What is this problem about?

The "Transformed Array coding problem" is a simulation task involving circular array traversal. You are given an integer array nums, and you need to create a new array result of the same length. For each index i, result[i] is the value found in nums at a new position calculated by moving nums[i] steps from i. If nums[i] is positive, you move right; if negative, you move left; and if zero, you stay at the same index. Since the move can exceed the array bounds, the movement is treated as circular.

Why is this asked in interviews?

This "Transformed Array interview question" is a great way to test a candidate's comfort with the modulo operator and array indexing. Companies like Meta use it to ensure developers can handle "edge-of-array" logic correctly, which is a common source of bugs in production code. It evaluates your ability to translate a simple movement rule into a robust mathematical formula that handles both positive and negative offsets within a circular boundary.

Algorithmic pattern used

The "Array, Simulation interview pattern" is used here. For each element nums[i], the new index is calculated as (i + nums[i]) % n. However, special care must be taken with the modulo operator in different programming languages, as it can return negative results for negative numbers. A more robust formula for circular indexing is (i + (nums[i] % n) + n) % n, which ensures the result is always a valid non-negative index between 0 and n-1.

Example explanation

Input: [3, -2, 1, 1], n=4.

1. i=0, nums[0]=3: New index = (0 + 3) % 4 = 3. result[0] = nums[3] = 1.
2. i=1, nums[1]=-2: New index = (1 - 2 + 4) % 4 = 3. result[1] = nums[3] = 1.
3. i=2, nums[2]=1: New index = (2 + 1) % 4 = 3. result[2] = nums[3] = 1.
4. i=3, nums[3]=1: New index = (3 + 1) % 4 = 0. result[3] = nums[0] = 3. Final result: [1, 1, 1, 3].

Common mistakes candidates make

One frequent error in the "Transformed Array coding problem" is not correctly handling negative jumps.
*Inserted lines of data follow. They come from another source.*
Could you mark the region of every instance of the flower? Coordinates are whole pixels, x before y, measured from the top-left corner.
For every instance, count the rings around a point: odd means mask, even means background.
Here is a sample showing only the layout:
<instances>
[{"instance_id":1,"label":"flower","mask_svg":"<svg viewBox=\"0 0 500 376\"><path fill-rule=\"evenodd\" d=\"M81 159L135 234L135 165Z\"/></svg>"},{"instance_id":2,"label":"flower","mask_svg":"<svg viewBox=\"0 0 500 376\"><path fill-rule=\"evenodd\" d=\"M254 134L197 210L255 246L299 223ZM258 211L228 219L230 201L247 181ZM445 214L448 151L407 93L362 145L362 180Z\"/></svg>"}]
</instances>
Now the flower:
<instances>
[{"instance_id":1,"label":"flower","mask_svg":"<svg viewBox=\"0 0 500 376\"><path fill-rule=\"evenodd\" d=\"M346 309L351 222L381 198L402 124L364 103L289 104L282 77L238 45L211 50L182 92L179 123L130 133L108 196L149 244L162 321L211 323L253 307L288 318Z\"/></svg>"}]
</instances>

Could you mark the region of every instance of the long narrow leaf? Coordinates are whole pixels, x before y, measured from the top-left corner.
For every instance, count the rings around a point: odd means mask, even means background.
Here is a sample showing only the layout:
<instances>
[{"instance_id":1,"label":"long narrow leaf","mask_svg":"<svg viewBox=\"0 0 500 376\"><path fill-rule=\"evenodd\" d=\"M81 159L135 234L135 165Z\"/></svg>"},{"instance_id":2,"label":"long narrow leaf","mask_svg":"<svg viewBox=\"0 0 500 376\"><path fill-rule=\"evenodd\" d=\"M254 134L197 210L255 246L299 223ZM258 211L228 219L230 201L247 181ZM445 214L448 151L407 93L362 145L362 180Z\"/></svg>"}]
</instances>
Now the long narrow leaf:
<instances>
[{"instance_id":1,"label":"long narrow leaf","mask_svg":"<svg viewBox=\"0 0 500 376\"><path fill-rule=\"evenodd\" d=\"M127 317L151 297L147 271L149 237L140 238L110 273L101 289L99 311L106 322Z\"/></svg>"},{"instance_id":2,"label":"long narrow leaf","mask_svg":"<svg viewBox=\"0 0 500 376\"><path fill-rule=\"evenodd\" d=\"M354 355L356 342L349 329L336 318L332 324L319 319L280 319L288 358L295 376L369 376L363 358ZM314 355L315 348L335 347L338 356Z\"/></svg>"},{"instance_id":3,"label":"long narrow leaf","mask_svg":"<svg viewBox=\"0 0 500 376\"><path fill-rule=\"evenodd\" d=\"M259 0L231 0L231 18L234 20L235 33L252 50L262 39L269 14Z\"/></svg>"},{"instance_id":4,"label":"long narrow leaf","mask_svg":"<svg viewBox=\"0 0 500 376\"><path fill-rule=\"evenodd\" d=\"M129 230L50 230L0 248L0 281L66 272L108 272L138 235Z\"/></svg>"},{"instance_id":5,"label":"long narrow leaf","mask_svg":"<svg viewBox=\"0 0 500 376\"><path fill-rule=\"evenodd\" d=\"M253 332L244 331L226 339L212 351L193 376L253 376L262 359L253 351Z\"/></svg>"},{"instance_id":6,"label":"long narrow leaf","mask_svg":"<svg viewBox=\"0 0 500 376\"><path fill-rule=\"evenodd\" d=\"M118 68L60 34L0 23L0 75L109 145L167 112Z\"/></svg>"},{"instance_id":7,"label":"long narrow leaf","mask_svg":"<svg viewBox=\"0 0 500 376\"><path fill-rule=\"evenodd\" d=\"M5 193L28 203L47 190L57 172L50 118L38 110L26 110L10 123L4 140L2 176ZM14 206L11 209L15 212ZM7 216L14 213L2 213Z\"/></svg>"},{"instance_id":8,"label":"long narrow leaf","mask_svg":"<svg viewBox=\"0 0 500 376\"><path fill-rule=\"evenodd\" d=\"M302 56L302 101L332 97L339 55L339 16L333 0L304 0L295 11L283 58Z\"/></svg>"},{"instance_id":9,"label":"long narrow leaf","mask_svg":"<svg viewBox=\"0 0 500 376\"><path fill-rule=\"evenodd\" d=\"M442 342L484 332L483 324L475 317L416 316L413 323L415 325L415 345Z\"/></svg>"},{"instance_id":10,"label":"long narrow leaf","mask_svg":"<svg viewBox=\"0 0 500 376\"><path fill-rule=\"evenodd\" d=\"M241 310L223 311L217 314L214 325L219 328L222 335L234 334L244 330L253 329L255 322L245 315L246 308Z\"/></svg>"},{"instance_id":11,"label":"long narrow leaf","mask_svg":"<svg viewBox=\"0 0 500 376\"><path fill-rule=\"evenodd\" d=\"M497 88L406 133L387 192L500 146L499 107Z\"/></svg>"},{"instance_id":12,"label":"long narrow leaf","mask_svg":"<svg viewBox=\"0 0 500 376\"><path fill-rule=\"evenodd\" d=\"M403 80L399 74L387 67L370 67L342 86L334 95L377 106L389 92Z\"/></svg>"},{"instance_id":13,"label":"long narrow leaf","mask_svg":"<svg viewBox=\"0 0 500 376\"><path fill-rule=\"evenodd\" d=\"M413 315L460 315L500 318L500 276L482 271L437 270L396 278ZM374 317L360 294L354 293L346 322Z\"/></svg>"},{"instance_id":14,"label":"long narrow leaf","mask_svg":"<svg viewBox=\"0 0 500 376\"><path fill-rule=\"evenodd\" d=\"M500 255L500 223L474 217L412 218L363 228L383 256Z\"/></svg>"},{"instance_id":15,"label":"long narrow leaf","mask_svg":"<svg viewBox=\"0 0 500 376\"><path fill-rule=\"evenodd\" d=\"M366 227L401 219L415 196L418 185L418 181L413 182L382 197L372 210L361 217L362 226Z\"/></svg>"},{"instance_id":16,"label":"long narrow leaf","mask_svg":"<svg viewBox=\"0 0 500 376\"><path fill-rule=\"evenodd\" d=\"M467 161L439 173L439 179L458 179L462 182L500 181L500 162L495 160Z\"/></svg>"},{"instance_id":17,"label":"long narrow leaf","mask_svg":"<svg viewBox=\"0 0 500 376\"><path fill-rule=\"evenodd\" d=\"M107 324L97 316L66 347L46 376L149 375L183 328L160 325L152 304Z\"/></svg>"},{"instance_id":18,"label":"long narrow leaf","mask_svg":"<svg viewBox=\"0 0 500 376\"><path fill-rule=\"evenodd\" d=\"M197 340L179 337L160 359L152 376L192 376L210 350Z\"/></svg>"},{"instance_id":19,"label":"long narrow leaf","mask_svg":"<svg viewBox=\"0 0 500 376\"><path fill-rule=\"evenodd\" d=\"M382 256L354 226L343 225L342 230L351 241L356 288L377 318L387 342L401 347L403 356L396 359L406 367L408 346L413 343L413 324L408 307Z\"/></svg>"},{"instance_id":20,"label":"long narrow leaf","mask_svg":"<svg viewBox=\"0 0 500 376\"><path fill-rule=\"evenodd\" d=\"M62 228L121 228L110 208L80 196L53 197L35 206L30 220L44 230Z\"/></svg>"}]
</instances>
If nums[i] is -10 and n is 3, the jump should land at index 2, not -1. Another mistake is using a loop to perform the jumps one by one, which is inefficient if the jump values are very large. Using the modulo operator is the intended $O(1)$ way to find the destination index.

Interview preparation tip

For the "Array, Simulation interview pattern," always remember the "universal modulo formula": (a % b + b) % b. This ensures that your circular array logic is always positive, regardless of whether a is positive or negative. Practice problems involving "circular queues" or "rotating arrays" to build intuition for this pattern.